Mais tecnicamente, os principais sintomas da Tristeza do Citros vêm de mudanças anatômicas (p.ex., na região da enxertia), tais como alteração de células cromáticas, colapso e necrose dos tubos crivados, super produção e degradação celular pelo floema, acúmulo de floema disfuncional que acaba permeando o córtex. O declínio dos ramos e, consequentemente, as alterações nos frutos decorrem de uma necrose que atinge o floema e os tecidos circundantes tornando-os disfuncionais próximos ao broto ou gema, na junção com o ramo. A causa mortis da planta está intimamente ligada a esta degradação funcional do floema circulante, em que a necrose e colapso estrutural impedem a translocação dos carboidratos produzidos por fotossíntese a partir da copa, de volta para as raízes, ocasionando definhamento do sistema radicular e, consequentemente, da planta inteira[14].
É comum a confusão, tanto por conta dos sintomas como do histórico de espalhamento da doença, com o greening do citrus, que é outra grande ameaça à indústria critícola, mas que causada por bactérias transmitidas por insetos psilídeos.

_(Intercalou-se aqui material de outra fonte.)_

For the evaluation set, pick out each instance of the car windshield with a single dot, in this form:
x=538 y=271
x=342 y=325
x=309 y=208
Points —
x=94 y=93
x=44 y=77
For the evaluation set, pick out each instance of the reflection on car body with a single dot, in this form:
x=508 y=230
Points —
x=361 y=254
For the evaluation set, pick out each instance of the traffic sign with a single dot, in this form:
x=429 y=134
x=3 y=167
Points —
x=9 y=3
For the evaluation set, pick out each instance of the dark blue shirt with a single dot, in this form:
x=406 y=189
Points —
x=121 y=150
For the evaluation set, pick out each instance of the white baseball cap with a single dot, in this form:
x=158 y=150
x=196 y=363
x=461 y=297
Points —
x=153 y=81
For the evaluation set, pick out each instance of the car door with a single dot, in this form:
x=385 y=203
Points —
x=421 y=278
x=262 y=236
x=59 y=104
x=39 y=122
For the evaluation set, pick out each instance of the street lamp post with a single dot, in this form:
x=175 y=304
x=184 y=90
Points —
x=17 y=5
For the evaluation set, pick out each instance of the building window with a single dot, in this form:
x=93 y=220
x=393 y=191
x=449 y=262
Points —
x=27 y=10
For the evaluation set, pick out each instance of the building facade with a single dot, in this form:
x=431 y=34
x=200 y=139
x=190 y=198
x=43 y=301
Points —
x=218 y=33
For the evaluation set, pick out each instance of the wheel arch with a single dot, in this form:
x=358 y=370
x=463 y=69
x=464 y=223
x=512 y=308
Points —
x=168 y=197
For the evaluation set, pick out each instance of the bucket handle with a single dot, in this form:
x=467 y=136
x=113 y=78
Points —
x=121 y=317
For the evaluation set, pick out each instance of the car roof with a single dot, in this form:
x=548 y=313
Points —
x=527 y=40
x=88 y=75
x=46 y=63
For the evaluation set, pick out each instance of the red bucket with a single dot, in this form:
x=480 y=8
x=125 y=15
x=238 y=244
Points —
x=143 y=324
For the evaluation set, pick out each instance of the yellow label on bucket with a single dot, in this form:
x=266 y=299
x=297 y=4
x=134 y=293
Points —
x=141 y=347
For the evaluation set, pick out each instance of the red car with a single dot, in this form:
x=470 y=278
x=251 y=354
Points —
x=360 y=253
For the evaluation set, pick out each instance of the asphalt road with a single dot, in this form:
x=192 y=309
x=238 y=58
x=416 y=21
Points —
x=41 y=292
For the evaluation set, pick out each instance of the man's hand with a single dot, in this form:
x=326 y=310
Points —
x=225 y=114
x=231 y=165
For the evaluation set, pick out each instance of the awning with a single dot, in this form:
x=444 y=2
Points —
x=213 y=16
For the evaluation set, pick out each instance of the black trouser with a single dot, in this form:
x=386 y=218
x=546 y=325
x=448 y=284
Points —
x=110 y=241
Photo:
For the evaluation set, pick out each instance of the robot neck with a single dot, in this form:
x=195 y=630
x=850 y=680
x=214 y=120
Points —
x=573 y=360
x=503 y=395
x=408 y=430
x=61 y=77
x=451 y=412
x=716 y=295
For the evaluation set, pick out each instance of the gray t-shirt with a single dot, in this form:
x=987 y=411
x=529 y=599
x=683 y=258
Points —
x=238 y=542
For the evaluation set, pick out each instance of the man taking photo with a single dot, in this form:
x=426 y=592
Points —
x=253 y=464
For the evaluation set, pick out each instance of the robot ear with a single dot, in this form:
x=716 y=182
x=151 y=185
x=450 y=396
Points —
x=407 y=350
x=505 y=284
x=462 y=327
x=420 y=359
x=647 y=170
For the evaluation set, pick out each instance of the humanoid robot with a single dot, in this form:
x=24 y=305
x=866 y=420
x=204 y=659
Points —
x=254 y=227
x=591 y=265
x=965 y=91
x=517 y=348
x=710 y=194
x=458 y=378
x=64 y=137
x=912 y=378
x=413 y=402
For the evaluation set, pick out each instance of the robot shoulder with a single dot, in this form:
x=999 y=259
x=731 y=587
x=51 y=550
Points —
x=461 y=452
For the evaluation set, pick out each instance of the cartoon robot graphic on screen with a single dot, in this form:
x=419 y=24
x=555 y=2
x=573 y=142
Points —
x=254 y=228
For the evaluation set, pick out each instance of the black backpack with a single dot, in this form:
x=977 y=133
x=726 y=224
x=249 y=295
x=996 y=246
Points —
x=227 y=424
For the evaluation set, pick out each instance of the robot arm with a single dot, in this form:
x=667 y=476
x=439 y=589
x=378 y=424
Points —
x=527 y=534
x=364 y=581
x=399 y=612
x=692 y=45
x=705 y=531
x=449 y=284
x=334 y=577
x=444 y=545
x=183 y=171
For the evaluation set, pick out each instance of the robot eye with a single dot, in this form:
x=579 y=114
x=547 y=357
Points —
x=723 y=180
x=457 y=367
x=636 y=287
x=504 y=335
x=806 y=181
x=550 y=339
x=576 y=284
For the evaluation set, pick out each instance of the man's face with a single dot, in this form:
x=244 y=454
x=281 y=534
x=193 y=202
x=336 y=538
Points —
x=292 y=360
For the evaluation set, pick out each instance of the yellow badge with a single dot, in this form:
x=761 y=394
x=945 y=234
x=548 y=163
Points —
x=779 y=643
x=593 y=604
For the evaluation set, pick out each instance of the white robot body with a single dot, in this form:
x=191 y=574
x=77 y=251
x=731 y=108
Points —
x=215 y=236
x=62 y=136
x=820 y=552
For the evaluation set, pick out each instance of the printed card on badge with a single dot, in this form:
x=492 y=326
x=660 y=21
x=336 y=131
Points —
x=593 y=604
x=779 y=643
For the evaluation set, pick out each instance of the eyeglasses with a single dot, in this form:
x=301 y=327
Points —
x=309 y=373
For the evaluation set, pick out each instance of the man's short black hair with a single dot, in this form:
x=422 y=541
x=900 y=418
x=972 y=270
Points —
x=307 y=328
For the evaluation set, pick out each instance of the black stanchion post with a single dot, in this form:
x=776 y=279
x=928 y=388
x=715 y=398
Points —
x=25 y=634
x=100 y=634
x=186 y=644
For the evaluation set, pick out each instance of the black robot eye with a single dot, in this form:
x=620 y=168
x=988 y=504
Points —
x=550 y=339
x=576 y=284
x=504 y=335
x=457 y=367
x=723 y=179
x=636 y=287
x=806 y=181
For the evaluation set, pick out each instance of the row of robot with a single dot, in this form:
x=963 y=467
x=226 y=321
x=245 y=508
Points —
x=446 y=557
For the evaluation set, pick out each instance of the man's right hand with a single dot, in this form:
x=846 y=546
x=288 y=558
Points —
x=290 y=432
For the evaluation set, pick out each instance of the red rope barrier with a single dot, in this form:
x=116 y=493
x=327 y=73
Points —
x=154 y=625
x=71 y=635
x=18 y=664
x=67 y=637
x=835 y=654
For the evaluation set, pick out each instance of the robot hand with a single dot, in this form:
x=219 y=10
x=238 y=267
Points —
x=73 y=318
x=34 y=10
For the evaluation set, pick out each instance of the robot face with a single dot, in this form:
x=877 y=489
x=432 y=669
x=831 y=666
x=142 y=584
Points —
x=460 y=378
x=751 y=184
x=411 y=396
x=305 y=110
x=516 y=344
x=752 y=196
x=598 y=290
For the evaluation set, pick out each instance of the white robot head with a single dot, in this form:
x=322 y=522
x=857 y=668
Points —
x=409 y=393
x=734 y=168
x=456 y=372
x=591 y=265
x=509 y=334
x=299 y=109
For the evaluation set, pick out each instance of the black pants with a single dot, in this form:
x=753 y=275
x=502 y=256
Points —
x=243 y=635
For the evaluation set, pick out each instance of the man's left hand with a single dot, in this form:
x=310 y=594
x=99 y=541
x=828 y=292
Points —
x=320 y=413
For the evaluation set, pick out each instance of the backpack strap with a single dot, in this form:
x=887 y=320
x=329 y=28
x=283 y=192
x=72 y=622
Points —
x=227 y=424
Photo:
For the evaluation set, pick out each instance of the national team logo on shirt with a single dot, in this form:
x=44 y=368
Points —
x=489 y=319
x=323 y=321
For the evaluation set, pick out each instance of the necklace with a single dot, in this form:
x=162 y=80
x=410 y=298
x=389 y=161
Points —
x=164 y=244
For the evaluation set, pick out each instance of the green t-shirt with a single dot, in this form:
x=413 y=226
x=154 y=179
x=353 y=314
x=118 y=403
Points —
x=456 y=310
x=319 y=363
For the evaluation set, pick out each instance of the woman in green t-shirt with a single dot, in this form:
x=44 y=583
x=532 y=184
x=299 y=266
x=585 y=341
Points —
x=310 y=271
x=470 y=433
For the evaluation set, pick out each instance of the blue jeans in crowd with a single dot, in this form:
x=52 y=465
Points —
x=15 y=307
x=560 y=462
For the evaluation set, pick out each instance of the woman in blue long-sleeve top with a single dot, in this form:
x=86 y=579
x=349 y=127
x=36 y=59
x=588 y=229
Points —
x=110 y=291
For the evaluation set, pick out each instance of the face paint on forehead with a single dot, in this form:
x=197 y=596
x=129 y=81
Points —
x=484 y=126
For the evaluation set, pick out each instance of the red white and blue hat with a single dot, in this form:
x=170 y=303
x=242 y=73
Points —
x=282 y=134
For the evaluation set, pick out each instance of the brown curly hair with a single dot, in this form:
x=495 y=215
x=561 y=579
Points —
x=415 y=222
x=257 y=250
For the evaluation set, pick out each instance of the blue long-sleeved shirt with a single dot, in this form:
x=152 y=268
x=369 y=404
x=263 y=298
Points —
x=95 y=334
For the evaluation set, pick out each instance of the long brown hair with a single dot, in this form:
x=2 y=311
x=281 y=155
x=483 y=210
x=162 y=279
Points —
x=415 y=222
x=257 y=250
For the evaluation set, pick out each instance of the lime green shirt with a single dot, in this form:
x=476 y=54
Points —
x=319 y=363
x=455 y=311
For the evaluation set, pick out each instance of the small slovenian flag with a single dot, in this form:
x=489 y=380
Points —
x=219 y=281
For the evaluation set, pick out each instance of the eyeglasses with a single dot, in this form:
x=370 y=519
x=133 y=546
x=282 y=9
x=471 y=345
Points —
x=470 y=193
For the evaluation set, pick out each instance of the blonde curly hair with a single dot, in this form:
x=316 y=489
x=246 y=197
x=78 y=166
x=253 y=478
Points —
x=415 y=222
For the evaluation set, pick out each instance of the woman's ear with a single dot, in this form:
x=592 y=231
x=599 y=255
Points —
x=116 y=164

Importância Econômica e Controle
Devido ao estrago causado pelo vírus Cítrus tristeza virus (CTV) tanto nos pés de citros como nos seus frutos, sendo incurável, esta é considerada a virose de maior importância econômica no mundo para a citricultura. Internacionalmente, estima-se que mais de 100 milhões de árvores foram mortas ou tornaram-se improdutivas por causa da tristeza dos citros. A principal estratégia de controle da doença, no Brasil, tem sido o emprego de porta-enxertos tolerantes à doença.[15][16]
No Brasil, a tristeza dos citros dizimou a citricultura paulista na década de 40 do século XX, quando era prática usual que as variedades-copas eram enxertadas sobre laranja-azeda Citrus aurantium. A citricultura nacional recuperou momento apenas devido, principalmente, à utilização de porta-enxertos mais tolerantes à doença (ou seja, estavam infectados, mas não muito afetados pelo CTV), tais como o limão-cravo Citrus limonia. Tal medida funcionou satisfatoriamente para muitas copas comerciais, a exemplo das laranjas doces Citrus sinensis Hamlin, Valência , Natal e as tangerinas, que têm seus tecidos tolerantes ao vírus. Entretanto, alguns cultivares de citros como a laranja-pêra (C. sinensis), a lima ácida Galego C. aurantiifolia , os pomelos e alguns outros de menor valor comercial, ainda eram atingidos pela tristeza mesmo quando enxertados em porta-enxertos tolerantes.
Outras formas de controle passam pela quarentena de pomares infectados, eliminação das árvores doentes, e mesmo algumas estratégias de "pré-imunização" usando uma inoculação com uma estirpe menos virulenta que por competição expulsaria uma nova infecção mais grave[17].